AFED #135: Kaidan chibusa enoki [Ghost of Chibusa Enoki, aka The Mother Tree] (Japan, 1958); Dir. Gorô Kadono

Although Japanese supernatural horror might nowadays lead one to think of stories about cursed videotapes and spectral emo girls who can't keep their hair out of their faces, these are only recent manifestations of a tradition that's several hundred years old.

Japanese ghost stories, or kaidan, first emerged during the Edo period in the seventeenth century, adapted and inspired by earlier Chinese ghost stories. Typically they revolve around vengeful spirits who return to redress a wrong committed against them in their mortal lives, or sometimes with a general grudge against humanity.

Kaidan have inspired two of Japanese cinema's most celebrated films - Kobayashi's Kwaidan and Mizoguchi's Ugetsu - but there are numerous other lesser works that draw upon this heritage. During the fifties the Shintoho, a short-lived studio founded by former employees of the more famous Toho Co, produced a series of modest kaidan films, one of which was The Mother Tree...


This compact (just 6o minutes), economical feature is the story of Chibusa Enoki, a successful painter who takes on a scheming samurai as his apprentice. When Chibusa goes away to fulfill a long-standing commission the samurai seizes the opportunity to rape the painter's devoted wife before murdering her maid. Upon the painter's return the samurai forces Chibusa's servant into helping lure the unsuspecting artist into a trap and murders kills them both, casting Chibusa's body into a pond.

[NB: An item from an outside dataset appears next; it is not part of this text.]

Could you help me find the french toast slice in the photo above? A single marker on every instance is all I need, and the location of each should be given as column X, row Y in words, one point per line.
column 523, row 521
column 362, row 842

However, the dead man left his last painting unfinished, which appears to be a pretext to return and exact some righteous justice. After making an appearance before his wife and instructing her to deliver their newborn child to the safety of the 'mother tree' the baleful Chibusa sets about achieving his retribution against the villain.

Although by all accounts a fairly typical example of the genre, to less accustomed western eyes it's an engrossing tale which delivers the requisite chills. The camerawork and editing are more conventional than I anticipated (none of the long, pensive shots of Ozu or Mizoguchi here) but within its budgetary limitations there's a building sense of foreboding before the eventual payoff.

Comments

  1. Ok, so you took a break. Throw away the rule book, my friend, but give us some more movie reviews. I for one find your stuff really interesting (and I learn a few things too). Get back in the saddle, and fear not that you only post occasionally. Never mind the width, feel the quality (to misquote).